Sri Surya Pahar is located about 12 km southeast of Goalpara town in Assam. Bongaigaon is the nearest city to Sri Surya Pahar and it is about 132 km northwest of Guwahati, the capital city of Assam. Sri Surya Pahar is a significant but relatively unknown archaeological site in Assam, India. The site consists of a hilly terrain where several rock-cut Shiva Lingas, votive stupas and the deities of Hindu, Buddhist and Jain pantheons are scattered all over in an area of about 1 km. The site of Sri Surya Pahar is centered on the hills (Pahar) of Sri Surya which is profusely filled up with Shiva Lingas (Lingam). According to legend and popular belief, it is said that 99999 Shiva Lingas were engraved on this site by Vyasa in order to build a second Kashi (where there were 1,00000 Shiva Lingas) and that once upon a time, it was one of the holiest pilgrimage sites one could visit in the region. The name of 'Sri Surya Pahar' implies that the site was perhaps associated with the cult of sun (Surya) worship. Some archaeologists believe that a carved stone slab which is now housed in the Sri Surya Temple and worshipped as ‘Surya’, may be a part that was detached from ceiling of the temple of Surya.
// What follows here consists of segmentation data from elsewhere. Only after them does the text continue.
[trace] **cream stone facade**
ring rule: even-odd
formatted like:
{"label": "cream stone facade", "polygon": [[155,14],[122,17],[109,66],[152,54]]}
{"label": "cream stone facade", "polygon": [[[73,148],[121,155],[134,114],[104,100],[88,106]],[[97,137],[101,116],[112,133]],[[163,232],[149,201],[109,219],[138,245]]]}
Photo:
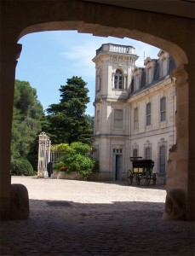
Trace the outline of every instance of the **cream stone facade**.
{"label": "cream stone facade", "polygon": [[96,69],[95,148],[98,178],[123,180],[129,157],[152,159],[165,183],[169,149],[175,143],[173,58],[160,50],[137,67],[135,48],[105,44],[93,59]]}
Apart from the numerous stone carvings of Shiva Lingas and the 'Prajapati' slab, there are many rock carvings of Hindu deities, which can be seen at the foothills of Sri Surya Pahar and the areas adjacent to it. Notable among them are the sculptural panels of Lord Shiva and Lord Vishnu. One of the most prominent sculptures is the twelve-armed Lord Vishnu with a seven-hooded canopy over his head. It is worshipped as Dasabhuja Durga. Adorned with a necklace, kundalas, armlets, garlands, etc. the deity stands erect on a lotus.
In the Northeast region of India, Jainism could not get a remarkable footing throughout its long history. Except for the solitary example existing inside the natural caves at Sri Surya Pahar in Assam, hardly any other Jain remains have been found in the region so far.